Autophagy is the mechanism underlying NF-kB-mediated inhibition of NLRP3 inflammasome. After inducing the expression of pro-inflammatory cytokines and NLRP3, NF-kB is able to switch the initial pro-inflammatory to an anti-inflammatory state to avoid excessive inflammation. Thus, NF-kB induces the expression of p62, which eliminates NLRP3 by mitophagy [
138]. Therefore, the “NF-kB-p62/SQSTM1-mitophagy” pathway provides an essential regulatory loop through which NF-kB orchestrates a reparative inflammatory response and prevents excessive collateral damage [
100].
Dysregulation of the NLRP3-inflammasome is frequently associated with diverse inflammatory, metabolic, and malignant diseases, including gouty arthritis, Alzheimer’s disease, obesity, type II diabetes, and colorectal cancer [
148]. Other NMDs with increased inflammation are ALS (with aberrant activation of NF-kB) [
17], muscular dystrophies (like BMD and DMD), and inflammatory myopathies. Therefore, proper control of NLRP3-inflammasome activity and overall inflammatory cascade are
critical for preventing disease development.

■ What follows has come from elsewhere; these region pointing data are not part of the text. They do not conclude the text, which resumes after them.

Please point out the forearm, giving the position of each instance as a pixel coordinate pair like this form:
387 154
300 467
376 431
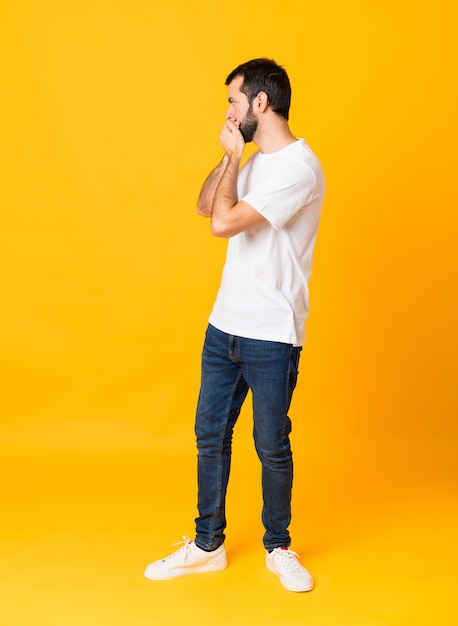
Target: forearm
207 193
225 197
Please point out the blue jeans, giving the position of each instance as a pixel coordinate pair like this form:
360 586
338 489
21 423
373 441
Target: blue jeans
230 366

The aging process itself is linked to elevated low-grade inflammation or para-inflammation, characterized by constitutive production of low amounts of IL-1b, TNF, and IL-6. The NLRP3-inflammasome activation and insucient mitophagy link accumulation of damaged mitochondria to the para-inflammatory state. Normal, healthy aging may be compromised and greatly enhanced by accumulation of somatically mutated mitochondria, which are more likely to release mitochondrial ROS and fragmented mtDNA that act as direct NLRP3-inflammasome activators [
100]. This explains why most of NMDs arise hand by hand to aging processes.